UrbanAnalyst / gtfsrouter

Routing and analysis engine for GTFS (General Transit Feed Specification) data
https://urbananalyst.github.io/gtfsrouter/
84 stars 17 forks source link

fix for integer stop_ids #33

Closed AlexandraKapp closed 4 years ago

AlexandraKapp commented 4 years ago

when calling gtfs_isochrone on feeds where stop IDs are integers (e.g. VRS Köln region) an error is thrown:

grafik

Not sure, if this is the right place to fix it, but it works.

mpadge commented 4 years ago

Thanks again for a great catch. I'll merge as soon as I get a chance

mpadge commented 4 years ago

I suspect actually that a better place to catch that would be in the initial extraction. The stop_id values are supposed to be a standard GTFS ID format, which in an arbitrary string of UTF8 characters. The basic read commands are, however, all done via data.table::fread: https://github.com/ATFutures/gtfs-router/blob/44f8e43df3dd85c7488e66e33e789967e021dcf6/R/extract-gtfs.R#L57-L59 These default to character for int64 values, but leave int values untouched (which is necessary).

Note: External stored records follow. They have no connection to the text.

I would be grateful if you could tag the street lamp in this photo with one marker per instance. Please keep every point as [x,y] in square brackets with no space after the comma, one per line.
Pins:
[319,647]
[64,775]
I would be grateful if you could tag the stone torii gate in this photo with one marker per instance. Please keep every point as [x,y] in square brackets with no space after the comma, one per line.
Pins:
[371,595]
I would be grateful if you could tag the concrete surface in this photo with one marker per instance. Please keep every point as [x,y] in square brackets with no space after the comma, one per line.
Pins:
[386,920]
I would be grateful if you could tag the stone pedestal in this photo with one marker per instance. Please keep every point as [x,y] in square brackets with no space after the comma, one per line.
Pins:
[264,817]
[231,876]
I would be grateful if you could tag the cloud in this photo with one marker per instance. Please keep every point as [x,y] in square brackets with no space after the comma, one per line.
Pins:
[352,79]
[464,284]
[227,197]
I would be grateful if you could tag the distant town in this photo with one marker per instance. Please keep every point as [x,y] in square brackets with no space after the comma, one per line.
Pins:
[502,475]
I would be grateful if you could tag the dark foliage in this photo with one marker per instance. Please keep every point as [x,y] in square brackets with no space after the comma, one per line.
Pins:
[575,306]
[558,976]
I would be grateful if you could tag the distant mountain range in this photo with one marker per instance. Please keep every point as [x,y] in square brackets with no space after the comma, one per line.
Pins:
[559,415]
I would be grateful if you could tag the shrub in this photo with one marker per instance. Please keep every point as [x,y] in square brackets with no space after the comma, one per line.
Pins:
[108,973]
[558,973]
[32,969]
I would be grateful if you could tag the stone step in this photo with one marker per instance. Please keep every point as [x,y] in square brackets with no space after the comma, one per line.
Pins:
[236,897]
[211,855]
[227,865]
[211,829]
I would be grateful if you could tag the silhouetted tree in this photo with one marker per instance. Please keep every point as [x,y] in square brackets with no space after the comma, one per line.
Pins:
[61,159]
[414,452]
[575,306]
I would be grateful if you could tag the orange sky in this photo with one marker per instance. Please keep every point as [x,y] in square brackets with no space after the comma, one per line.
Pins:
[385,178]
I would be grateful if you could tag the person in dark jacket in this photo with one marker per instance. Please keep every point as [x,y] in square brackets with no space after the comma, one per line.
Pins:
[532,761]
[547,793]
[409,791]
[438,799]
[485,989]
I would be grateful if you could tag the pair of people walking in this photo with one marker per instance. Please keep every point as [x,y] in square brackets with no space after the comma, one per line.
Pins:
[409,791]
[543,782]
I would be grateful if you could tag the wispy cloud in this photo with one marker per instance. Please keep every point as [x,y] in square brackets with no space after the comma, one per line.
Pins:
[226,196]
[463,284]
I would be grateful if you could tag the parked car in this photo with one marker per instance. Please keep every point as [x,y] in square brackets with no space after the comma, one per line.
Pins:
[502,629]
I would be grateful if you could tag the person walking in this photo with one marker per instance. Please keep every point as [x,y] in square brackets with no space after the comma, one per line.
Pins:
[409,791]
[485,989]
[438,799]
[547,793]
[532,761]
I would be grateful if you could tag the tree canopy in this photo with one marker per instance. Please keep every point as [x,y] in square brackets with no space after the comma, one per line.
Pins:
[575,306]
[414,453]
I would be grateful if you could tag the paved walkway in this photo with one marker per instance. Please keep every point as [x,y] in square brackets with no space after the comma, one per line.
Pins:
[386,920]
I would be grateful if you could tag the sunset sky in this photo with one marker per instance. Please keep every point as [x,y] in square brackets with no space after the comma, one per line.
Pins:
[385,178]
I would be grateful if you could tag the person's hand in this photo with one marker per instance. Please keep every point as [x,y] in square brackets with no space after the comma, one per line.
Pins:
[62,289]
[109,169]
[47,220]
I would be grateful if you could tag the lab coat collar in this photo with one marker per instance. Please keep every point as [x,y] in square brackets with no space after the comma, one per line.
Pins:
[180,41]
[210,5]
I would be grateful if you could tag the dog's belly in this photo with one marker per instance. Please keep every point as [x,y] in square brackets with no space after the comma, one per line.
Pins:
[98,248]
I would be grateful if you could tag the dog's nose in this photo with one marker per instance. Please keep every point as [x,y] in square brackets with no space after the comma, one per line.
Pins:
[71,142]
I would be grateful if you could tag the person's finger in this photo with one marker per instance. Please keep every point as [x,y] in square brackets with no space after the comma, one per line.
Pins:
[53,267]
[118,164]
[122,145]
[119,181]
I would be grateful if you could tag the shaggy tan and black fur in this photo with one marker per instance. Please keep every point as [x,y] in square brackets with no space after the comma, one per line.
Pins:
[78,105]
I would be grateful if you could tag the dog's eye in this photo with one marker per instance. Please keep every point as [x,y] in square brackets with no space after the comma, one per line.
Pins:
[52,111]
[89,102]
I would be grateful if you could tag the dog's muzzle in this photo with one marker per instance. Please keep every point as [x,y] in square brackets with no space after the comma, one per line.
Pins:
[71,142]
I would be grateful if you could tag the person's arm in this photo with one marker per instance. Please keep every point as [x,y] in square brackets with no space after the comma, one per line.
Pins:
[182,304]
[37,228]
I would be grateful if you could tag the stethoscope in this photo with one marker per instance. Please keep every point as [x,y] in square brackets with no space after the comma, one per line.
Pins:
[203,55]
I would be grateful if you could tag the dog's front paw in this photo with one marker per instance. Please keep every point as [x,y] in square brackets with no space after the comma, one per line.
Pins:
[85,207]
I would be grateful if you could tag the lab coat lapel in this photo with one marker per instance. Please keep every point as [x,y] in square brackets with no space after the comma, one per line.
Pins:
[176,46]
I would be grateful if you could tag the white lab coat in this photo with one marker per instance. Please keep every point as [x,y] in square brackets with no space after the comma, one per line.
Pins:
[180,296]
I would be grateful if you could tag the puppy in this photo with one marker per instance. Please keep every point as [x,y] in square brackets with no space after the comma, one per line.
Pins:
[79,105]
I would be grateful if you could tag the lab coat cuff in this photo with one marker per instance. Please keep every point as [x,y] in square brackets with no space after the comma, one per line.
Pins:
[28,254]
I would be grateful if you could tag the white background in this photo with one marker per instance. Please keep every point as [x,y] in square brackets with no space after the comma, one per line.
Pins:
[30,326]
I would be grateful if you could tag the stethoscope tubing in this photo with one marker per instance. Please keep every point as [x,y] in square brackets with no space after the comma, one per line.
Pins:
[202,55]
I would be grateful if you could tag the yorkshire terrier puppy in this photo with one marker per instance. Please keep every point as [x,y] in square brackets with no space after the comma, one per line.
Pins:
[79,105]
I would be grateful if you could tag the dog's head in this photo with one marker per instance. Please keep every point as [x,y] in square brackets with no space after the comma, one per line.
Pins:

A few lines later the stop_id values are processed: https://github.com/ATFutures/gtfs-router/blob/44f8e43df3dd85c7488e66e33e789967e021dcf6/R/extract-gtfs.R#L87 My best guess would be to check for storage.mode of stop_ids there, and if !character, then coerce with as.character. That will ensure that stop_ids have the appropriate type in all tables. I can't check that out at the moment, but will leave it to you to confirm and modify accordingly. Much indebted!

mpadge commented 4 years ago

Can you now please run devtools::document() in order to generate the help file man/koeln_gtfs_to_zip.Rd, and then add that file to the PR? The tests should then pass. Then there is one last big task to address: The data/koeln_gtfs.Rda file is > 3MB, whereas the Berlin one is < 100KB. These files have to be small because they will be bundled with every installation of this package, and also because R packages are not allowed to exceed 5MB size in total. The explanation and code for how i reduced the Berlin data are contained in data-raw/data-script.Rmd. It should be easy to adapt that for the Köln data, and hopefully also reduce to <100KB in size. Thanks!

AlexandraKapp commented 4 years ago

Can you now please run devtools::document() in order to generate the help file man/koeln_gtfs_to_zip.Rd, and then add that file to the PR? The tests should then pass. Then there is one last big task to address: The data/koeln_gtfs.Rda file is > 3MB, whereas the Berlin one is < 100KB. These files have to be small because they will be bundled with every installation of this package, and also because R packages are not allowed to exceed 5MB size in total. The explanation and code for how i reduced the Berlin data are contained in data-raw/data-script.Rmd. It should be easy to adapt that for the Köln data, and hopefully also reduce to <100KB in size. Thanks!

Is the adding of the cologne feed + test a bit overkill for that small bugfix? Otherwise I can also delete it again

(sorry, I keep getting weird errors when running the checks locally, so the local testing doesnt work properly. I should get that fixed sometime soon ;) )

mpadge commented 4 years ago

@AlexandraKapp can you please update the branch of this PR to current master? There'll be some conflicts, but should be pretty easy to fix and just retain your changes. And yes, please delete the Köln feed, if that's okay. Thanks!